A simulation-first approach transforms the agent into a ‘glass box.’ The simulation environment is not just a test harness; it’s a live, interactive cockpit for development. You can:
- Visualize Internal State: See the agent’s plan, its tool calls, and its interaction with the simulated environment in real-time
- Introspect and Intervene: Pause execution, inspect the agent’s memory, and even modify its state before resuming
- Ask ‘What If?’: Interactively change the environment while the agent is running to see how it adapts
The Path Forward
Building agentic systems without simulation is like writing code without a debugger. It’s an exercise in frustration that produces complicated, brittle artifacts. We’ve built an industry on fixing bugs when we should have been focused on preventing them.
The challenge ahead:
- Stop building agents. Start building simulations of agents. Your primary development artifact should not be the agent itself, but the simulated world that proves its correctness.
- Demand better tools. We need frameworks that treat simulation as a first-class citizen, not an afterthought.
- Embrace the engineering mindset.
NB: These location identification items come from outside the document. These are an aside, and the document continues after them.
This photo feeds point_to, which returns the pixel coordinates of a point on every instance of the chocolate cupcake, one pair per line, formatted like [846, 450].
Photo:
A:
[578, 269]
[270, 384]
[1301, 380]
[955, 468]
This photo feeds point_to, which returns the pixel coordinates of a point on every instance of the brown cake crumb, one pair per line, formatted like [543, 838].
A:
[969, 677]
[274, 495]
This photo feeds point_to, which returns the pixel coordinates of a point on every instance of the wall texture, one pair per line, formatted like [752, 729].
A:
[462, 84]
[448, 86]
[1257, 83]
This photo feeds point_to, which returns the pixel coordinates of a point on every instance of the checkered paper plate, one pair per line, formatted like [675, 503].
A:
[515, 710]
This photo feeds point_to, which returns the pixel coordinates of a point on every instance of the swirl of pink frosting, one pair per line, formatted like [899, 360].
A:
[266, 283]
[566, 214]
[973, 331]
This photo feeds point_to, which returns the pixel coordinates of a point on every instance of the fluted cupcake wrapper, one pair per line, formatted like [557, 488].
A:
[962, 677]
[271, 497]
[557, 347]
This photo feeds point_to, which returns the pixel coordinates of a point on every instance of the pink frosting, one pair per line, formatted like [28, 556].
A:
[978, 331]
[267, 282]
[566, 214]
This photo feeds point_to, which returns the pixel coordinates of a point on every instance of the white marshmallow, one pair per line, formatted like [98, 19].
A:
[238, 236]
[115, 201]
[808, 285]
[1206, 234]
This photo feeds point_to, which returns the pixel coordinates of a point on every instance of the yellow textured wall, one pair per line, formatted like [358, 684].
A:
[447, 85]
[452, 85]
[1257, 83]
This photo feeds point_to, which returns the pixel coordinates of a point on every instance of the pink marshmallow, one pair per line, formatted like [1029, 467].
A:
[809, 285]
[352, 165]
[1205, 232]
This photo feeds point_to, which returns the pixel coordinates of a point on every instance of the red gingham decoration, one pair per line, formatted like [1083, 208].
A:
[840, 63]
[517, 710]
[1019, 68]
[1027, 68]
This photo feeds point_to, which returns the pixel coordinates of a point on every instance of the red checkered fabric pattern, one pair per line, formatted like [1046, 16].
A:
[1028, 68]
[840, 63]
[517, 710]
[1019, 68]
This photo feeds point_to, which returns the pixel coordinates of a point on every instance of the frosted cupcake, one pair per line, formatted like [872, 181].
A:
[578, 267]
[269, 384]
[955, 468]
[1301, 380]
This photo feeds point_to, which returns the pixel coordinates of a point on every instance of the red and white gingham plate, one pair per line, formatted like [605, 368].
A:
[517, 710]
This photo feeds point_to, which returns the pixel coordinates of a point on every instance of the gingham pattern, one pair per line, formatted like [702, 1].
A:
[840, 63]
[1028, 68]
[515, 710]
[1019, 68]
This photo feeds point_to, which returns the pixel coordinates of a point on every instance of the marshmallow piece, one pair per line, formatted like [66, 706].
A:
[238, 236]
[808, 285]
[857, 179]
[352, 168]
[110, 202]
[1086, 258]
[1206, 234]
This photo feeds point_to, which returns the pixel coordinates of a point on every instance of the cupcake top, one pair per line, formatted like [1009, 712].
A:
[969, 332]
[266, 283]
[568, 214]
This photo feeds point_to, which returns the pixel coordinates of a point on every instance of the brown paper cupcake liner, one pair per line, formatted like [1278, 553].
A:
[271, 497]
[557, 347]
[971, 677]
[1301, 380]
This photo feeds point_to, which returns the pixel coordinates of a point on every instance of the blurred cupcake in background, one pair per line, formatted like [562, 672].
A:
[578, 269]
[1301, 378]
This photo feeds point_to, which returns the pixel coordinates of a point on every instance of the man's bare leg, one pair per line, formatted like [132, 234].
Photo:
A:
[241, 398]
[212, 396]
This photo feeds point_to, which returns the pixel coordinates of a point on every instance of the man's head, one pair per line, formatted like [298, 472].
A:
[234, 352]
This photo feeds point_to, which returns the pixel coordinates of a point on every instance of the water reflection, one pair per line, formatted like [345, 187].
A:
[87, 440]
Shift your focus from the magic of the LLM to the discipline of systems design.
The computer revolution, as Kay famously said, hasn’t happened yet. We are still tinkering with powerful materials we don’t fully understand. The path to real progress—to building reliable, scalable, and truly intelligent systems—is not through bigger models or cleverer prompts. It’s through the rigorous, predictable, and insightful world of simulation.
The best way to predict the future of your software is to simulate it first.